Inconsistent results from COVID-19 studies raise the issue of patient heterogeneity. The objective of this study was to identify homogeneous subgroups of patients (clusters) using baseline characteristics including inflammatory biomarkers and the extent of lung parenchymal lesions on CT, and to compare their outcomes. Retrospective single-center study. Medical ICU of the University Hospital of Clermont-Ferrand, France. All consecutive adult patients aged greater than or equal to 18 years, admitted between March 20, 2020, and August 31, 2021, for COVID-19 pneumonia. Characteristics at baseline, during ICU stay, and outcomes at day 60 were recorded. On the chest CT performed at admission the extent of lung parenchyma lesions was established by artificial intelligence software. Clusters were determined by hierarchical clustering on principal components using principal component analysis of admission characteristics including plasma interleukin-6, human histocompatibility leukocyte antigen-DR expression rate on blood monocytes (HLA-DR) monocytic-expression rate (mHLA-DR), and the extent of lung parenchymal lesions. Factors associated with day 60 mortality were investigated by univariate survival analysis. Two hundred seventy patients were included. Four clusters were identified and three were fully described.
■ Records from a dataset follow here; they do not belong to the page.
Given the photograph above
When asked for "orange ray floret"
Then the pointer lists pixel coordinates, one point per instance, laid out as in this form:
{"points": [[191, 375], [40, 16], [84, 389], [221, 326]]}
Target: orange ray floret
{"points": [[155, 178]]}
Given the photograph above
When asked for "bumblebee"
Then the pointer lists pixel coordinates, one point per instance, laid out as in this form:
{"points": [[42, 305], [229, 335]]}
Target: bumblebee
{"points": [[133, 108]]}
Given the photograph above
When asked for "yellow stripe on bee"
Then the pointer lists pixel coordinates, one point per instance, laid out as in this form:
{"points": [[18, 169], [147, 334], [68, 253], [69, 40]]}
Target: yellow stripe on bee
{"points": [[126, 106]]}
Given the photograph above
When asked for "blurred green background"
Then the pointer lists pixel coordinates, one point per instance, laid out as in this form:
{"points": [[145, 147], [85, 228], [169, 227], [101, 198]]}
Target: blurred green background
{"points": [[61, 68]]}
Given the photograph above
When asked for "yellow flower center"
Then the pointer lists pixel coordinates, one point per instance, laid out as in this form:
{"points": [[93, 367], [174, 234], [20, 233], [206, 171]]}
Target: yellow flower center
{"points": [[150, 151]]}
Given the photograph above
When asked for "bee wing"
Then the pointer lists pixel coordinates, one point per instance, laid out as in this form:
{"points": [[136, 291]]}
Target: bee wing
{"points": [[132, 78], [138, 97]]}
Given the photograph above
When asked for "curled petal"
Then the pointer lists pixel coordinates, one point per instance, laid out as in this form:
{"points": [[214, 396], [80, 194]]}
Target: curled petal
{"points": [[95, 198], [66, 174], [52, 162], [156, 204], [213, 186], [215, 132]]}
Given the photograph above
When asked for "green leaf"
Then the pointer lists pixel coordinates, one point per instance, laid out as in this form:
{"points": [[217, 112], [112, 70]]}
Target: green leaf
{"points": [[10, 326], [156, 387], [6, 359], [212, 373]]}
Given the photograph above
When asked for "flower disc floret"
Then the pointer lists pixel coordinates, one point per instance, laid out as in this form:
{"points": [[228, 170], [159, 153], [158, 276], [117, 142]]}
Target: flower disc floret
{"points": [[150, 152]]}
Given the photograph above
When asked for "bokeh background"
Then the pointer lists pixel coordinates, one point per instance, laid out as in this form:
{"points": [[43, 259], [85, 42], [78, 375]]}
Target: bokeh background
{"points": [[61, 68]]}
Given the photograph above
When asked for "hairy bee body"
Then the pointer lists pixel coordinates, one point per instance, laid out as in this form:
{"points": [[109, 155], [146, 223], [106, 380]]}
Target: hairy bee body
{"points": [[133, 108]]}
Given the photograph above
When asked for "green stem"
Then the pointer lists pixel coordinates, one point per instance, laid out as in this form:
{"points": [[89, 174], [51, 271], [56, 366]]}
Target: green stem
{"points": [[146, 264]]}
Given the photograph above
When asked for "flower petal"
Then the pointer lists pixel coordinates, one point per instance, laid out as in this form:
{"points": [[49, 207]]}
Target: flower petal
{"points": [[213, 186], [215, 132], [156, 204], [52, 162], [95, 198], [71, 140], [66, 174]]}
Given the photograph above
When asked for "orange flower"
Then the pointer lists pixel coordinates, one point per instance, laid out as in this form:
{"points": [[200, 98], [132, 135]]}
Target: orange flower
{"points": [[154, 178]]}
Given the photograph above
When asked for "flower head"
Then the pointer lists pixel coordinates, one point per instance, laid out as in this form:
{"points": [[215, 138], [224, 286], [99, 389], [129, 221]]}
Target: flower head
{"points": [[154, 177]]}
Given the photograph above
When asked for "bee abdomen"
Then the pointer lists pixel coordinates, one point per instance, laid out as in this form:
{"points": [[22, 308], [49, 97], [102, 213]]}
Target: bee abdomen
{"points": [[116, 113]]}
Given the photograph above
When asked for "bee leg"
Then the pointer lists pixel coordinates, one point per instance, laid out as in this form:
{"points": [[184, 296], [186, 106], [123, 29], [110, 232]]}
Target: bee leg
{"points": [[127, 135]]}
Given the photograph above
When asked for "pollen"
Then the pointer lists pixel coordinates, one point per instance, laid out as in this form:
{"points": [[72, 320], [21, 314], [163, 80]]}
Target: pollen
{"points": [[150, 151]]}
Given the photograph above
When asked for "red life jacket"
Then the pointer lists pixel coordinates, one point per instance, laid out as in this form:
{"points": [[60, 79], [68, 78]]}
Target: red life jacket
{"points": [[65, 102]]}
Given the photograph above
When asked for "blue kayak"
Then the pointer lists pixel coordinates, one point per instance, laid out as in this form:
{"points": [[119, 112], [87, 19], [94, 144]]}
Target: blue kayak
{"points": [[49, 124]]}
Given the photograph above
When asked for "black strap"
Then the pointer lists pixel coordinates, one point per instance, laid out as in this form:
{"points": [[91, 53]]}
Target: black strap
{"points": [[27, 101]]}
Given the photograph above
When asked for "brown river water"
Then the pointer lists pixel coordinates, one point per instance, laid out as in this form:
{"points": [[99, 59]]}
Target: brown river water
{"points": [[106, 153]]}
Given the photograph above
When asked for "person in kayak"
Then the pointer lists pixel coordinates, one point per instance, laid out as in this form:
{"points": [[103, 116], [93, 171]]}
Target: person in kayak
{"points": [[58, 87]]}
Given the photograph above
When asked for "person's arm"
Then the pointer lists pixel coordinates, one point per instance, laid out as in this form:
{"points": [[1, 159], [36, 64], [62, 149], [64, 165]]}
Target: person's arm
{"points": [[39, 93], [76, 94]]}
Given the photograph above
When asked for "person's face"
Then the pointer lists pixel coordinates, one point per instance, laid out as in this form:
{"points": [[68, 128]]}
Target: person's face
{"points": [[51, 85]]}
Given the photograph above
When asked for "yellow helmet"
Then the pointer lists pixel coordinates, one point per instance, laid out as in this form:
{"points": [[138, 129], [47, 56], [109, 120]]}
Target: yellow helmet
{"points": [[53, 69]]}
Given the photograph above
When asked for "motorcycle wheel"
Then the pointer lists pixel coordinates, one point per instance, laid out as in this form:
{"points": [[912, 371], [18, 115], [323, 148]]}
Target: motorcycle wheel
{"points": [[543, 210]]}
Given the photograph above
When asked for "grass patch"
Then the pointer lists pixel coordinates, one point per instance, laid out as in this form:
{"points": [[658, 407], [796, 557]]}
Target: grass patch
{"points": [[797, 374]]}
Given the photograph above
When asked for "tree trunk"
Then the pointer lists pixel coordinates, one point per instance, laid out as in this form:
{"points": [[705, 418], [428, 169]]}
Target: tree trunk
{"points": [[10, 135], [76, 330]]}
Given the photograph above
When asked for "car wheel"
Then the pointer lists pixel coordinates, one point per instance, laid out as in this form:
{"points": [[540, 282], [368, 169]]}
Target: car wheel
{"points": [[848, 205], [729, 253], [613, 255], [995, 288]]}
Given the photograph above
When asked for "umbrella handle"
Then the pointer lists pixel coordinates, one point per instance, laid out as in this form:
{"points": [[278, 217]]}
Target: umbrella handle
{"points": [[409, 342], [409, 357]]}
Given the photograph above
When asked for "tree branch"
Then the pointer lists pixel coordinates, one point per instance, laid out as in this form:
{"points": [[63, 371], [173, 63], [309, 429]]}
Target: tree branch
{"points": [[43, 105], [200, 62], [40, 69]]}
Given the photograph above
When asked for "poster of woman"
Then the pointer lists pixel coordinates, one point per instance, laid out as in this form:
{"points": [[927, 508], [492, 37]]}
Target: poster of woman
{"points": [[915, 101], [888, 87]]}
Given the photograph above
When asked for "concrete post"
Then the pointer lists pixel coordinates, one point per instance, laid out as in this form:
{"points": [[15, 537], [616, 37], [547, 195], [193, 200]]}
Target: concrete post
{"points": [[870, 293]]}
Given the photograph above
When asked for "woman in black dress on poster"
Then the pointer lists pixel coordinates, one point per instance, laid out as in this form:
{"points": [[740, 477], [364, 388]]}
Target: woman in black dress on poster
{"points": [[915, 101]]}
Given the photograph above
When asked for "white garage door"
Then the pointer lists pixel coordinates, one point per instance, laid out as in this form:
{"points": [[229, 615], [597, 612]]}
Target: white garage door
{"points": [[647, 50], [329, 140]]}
Cluster 1 (obese patients, with moderate hypoxemia, moderate extent of lung parenchymal lesions, no inflammation, and no down-regulation of mHLA-DR) had a better prognosis at day 60 (hazard ratio [HR] = 0.27 [0.15-0.46], p < 0.01), whereas cluster 2 (older patients with comorbidities, moderate extent of lung parenchyma lesions but significant hypoxemia, inflammation, and down-regulation of mHLA-DR) and cluster 3 (patients with severe parenchymal disease, hypoxemia, inflammatory reaction, and down-regulation of mHLA-DR) had an increased risk of mortality (HR = 2.07 [1.37-3.13], p < 0.01 and HR = 1.52 [1-2.32], p = 0.05, respectively). In multivariate analysis, only clusters 1 and 2 were independently associated with day 60 death. Three clusters with distinct characteristics and outcomes were identified. Such clusters could facilitate the identification of targeted populations for the next trials.